Dr Vijay Bhatkar, founder-Executive Director of CDAC and the architect of India's Param supercomputer series has been named Chancellor of Nalanda University
By Anand Parthasarathy
January 30 2017: To head Nalanda University, the 21st century avatar of one of the world's most ancient seats of learning, the President has appointed distinguished computer scientist Dr Vijay Bhatkar.
The announcement was made by Rashtrapati Bhavan last week and Dr Bhatkar takes over as Chancellor immediately for a period of three years.
Dr Vijay P Bhatkar was born on October 1946 and did his MTech at the Sayajirao University Baroda and obtained his PhD IIT Delhi in 1972. He moved from a position as technology policy planner in Delhi to head the Electronic Research and Development Centre in Thiruvananthapuram where he headed many pioneering projects in plant automation, color television rollout and even critical security infrastructure challenges.
However he is best known as the architect of India's national initiative in supercomputing -- the Param programme supercomputers, in the 1980s and 90s which he led as Executive Director of the Centre for Development of Advanced Computing (C-DAC), Pune. from Parallel processing technology was in its infancy -- he put his faith in the technology though Cray said it could not create a supercomputer.
Dr Bhatkar explains: "In 1990 we had a prototype -- within two years.
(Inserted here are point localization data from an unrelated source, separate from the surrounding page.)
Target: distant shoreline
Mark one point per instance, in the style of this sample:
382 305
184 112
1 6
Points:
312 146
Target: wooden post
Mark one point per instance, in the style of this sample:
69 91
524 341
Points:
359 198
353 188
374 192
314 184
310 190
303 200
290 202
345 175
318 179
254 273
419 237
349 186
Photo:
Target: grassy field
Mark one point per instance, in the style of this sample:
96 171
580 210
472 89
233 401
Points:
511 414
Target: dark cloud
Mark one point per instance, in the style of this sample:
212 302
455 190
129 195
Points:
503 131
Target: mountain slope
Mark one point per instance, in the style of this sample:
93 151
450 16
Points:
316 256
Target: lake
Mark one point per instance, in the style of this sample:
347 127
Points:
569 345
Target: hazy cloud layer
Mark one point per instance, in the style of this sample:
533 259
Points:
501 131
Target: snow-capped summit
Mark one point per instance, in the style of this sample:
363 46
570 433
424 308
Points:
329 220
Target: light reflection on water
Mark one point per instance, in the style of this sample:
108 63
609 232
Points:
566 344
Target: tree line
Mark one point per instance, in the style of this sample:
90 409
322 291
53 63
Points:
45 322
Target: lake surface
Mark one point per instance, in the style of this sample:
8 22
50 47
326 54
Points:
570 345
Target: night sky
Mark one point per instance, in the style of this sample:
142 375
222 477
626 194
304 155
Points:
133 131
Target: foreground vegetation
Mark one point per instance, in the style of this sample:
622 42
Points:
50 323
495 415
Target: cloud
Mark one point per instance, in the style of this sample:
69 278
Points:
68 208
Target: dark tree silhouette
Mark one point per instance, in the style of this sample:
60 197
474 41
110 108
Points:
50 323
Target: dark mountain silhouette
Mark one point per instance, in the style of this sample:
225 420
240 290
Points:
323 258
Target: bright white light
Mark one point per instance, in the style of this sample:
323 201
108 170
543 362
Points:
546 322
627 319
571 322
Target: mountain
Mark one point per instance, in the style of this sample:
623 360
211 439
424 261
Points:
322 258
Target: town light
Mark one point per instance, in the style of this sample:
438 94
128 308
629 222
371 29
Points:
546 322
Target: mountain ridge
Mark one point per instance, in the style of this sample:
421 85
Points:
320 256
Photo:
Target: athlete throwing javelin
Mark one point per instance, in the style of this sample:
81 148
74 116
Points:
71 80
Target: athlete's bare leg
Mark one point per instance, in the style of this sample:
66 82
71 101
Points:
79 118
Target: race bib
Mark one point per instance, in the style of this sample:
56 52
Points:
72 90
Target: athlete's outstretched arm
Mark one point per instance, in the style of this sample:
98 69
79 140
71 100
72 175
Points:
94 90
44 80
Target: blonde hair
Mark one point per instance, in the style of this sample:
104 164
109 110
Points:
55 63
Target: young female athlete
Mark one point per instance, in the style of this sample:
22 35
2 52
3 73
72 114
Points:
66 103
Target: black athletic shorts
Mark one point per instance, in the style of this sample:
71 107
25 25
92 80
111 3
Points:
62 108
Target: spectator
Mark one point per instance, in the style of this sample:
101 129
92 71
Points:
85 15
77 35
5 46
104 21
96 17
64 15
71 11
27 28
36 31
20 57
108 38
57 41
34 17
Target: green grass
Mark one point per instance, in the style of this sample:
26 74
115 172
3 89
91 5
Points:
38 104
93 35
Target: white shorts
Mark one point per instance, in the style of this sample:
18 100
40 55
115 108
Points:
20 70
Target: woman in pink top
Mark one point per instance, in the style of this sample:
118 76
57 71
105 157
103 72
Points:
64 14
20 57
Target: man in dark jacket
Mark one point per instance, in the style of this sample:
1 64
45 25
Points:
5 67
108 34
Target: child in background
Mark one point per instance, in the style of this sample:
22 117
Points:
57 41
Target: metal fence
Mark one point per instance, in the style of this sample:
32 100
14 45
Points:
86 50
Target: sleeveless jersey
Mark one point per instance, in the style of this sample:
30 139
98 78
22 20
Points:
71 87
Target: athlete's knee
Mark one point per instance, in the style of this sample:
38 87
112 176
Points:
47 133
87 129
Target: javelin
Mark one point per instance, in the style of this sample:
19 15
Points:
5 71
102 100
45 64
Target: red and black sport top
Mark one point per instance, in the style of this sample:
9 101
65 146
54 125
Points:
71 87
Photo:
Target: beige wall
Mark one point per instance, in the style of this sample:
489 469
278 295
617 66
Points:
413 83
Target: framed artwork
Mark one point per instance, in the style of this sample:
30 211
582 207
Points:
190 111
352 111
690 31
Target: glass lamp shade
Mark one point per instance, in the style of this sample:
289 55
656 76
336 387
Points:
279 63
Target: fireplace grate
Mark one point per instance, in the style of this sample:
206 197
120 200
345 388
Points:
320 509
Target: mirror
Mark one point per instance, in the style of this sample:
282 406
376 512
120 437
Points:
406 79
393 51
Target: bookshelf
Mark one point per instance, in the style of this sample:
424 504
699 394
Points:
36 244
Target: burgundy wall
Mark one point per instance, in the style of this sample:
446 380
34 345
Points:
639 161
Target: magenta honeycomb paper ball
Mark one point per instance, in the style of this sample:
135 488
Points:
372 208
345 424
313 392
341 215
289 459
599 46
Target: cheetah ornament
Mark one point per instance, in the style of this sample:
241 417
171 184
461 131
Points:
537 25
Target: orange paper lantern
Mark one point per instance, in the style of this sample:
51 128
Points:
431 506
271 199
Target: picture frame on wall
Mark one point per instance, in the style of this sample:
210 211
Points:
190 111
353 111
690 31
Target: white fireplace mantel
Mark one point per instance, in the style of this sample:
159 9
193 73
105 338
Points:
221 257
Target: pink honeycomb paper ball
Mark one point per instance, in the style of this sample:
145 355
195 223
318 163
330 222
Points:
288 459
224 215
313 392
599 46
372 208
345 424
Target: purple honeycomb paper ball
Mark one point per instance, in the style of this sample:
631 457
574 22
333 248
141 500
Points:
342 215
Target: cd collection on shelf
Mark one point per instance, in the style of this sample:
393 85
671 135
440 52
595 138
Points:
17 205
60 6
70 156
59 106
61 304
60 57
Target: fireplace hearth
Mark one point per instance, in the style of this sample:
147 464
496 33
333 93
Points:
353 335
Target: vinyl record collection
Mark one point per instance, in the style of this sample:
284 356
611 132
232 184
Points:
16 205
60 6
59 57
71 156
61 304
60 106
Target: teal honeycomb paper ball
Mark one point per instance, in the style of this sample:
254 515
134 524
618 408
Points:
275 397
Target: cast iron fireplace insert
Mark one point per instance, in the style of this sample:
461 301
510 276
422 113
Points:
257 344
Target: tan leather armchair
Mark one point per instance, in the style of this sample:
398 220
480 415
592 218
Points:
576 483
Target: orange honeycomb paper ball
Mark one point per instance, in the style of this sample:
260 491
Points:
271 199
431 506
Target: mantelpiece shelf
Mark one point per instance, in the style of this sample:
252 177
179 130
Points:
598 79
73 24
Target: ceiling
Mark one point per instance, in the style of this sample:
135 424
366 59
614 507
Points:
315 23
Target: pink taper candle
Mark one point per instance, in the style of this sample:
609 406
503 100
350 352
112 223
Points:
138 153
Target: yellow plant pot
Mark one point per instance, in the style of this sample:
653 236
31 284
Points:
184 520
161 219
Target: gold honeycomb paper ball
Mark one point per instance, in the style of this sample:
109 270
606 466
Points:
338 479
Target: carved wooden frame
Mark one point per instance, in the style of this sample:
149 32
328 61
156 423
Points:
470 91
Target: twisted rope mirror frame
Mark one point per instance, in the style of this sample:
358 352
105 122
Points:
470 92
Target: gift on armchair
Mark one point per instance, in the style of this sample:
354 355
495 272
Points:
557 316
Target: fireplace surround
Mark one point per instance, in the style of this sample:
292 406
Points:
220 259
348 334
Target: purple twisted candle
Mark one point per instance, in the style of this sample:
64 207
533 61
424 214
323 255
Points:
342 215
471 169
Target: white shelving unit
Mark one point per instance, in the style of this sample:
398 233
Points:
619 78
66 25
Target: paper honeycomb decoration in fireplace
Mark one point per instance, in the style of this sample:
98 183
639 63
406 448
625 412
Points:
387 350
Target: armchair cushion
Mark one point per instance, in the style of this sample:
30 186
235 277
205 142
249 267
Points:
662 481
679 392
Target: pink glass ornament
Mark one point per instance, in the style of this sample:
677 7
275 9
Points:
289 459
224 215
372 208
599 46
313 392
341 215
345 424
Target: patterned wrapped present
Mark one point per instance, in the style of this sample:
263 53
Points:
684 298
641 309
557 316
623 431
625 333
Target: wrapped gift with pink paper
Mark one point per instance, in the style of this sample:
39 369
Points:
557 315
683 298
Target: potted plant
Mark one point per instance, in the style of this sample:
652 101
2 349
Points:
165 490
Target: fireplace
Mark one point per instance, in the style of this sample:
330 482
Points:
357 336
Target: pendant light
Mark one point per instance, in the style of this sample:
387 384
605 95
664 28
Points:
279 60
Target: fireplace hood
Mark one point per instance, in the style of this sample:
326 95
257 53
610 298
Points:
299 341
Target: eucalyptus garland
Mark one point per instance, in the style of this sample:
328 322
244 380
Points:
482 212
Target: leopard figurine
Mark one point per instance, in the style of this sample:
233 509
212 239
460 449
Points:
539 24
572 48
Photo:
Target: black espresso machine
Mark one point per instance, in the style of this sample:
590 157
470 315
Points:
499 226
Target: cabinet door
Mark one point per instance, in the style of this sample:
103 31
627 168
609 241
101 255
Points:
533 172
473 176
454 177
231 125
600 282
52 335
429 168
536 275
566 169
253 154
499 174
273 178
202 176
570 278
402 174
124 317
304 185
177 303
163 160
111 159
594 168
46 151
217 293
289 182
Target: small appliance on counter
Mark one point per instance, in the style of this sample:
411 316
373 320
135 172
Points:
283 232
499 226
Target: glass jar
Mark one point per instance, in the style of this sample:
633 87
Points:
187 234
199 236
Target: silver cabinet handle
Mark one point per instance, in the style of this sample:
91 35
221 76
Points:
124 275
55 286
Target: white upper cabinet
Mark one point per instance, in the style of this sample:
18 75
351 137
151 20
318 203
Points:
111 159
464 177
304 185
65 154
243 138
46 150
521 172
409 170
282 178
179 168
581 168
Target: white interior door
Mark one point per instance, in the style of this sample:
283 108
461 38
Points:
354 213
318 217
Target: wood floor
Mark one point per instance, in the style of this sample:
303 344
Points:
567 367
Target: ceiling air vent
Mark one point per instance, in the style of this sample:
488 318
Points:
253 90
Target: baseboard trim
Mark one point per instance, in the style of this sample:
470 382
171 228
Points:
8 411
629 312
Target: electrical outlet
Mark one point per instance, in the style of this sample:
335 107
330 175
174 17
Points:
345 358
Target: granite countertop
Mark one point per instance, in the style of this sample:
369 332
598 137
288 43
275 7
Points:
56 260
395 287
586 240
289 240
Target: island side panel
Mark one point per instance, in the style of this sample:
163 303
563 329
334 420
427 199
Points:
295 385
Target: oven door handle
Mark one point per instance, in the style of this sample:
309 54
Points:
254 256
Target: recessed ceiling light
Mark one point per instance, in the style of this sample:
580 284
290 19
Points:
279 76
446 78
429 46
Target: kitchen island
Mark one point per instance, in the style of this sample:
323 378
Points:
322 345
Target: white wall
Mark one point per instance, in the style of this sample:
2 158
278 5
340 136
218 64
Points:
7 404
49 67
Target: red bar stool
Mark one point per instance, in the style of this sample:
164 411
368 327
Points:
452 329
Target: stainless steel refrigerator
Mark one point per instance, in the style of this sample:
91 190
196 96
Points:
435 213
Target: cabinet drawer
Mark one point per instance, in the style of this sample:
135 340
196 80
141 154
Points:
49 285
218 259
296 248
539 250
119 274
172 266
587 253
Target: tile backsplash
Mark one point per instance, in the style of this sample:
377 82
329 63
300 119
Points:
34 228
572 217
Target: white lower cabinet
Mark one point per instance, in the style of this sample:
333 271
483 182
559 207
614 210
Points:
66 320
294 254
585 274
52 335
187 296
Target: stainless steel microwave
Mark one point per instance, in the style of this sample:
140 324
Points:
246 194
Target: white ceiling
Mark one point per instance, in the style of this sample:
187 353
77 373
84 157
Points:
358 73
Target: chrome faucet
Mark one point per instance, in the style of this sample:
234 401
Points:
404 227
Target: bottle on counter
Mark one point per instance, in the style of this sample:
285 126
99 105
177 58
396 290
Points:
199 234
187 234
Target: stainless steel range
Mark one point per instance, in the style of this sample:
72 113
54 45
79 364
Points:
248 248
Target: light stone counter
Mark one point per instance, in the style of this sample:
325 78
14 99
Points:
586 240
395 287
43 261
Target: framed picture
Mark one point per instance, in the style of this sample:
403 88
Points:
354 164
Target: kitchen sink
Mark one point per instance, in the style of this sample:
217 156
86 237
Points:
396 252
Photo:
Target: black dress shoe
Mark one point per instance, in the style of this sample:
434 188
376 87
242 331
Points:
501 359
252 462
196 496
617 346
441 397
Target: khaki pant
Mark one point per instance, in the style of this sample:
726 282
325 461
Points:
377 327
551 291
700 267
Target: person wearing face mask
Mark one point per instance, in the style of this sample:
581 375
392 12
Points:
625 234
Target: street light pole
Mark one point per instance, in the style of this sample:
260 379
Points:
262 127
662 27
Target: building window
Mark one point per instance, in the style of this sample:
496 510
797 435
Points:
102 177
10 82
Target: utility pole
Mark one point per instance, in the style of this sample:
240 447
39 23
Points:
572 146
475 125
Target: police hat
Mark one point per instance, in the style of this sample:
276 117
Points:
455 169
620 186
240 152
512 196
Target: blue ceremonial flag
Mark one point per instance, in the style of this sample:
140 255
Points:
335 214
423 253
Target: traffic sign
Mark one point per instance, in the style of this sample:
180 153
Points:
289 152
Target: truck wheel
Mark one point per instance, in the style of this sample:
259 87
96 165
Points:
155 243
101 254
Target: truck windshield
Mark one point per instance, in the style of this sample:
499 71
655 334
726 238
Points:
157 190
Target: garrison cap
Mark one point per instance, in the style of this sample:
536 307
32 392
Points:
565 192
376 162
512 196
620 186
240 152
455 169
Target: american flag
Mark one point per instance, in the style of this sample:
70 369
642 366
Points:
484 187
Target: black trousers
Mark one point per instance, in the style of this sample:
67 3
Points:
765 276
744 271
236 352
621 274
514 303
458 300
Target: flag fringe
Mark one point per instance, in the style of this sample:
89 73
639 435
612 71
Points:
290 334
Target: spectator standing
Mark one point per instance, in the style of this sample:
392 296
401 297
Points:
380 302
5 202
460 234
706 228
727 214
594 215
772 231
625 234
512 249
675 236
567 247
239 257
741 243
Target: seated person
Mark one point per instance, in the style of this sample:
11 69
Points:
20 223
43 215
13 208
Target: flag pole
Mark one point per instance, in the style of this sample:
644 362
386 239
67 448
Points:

What should we call it? After long hours of thought and meditation, I hit on a name: Param means supreme and param is also acronym for parallel machine."
Based on the Param series of supercomputers (which continues to grow even today) a new generation of leaders) connected Param computers into the Garuda Grid which went on to become the National Knowledge Network (NKN).
In recent years Dr Bhatkar has continued his scientific leadership in new roles: as Chairman of ETH Research Labs, as national President of the people's science movement Vignana Bharati and a member of many national science advisory committees. He is a recipient of both Padma Shri (2000) and Padma Bhushan (2015) and continues to articulate a vision to make India a supercomputing power in the exascale era.
Nalanda University located in the town of Rajgir, in Bihar, is a postgraduate, research intensive, international university supported by the participating countries of the East Asia Summit. The University was created in 2010 by a special Act of the Indian Parliament and has been designated as an “institution of national importance”. The first batch of students joined in 2014.
It is situated close to the site of the ancient university which thrived from the seventh century BC to 1200 AD. At its peak, the ancient school attracted scholars and students from near and far with some travelling all the way from Tibet, Korea and China.
The first chancellor of the modern university, was Nobel laureate Dr Amartya Sen.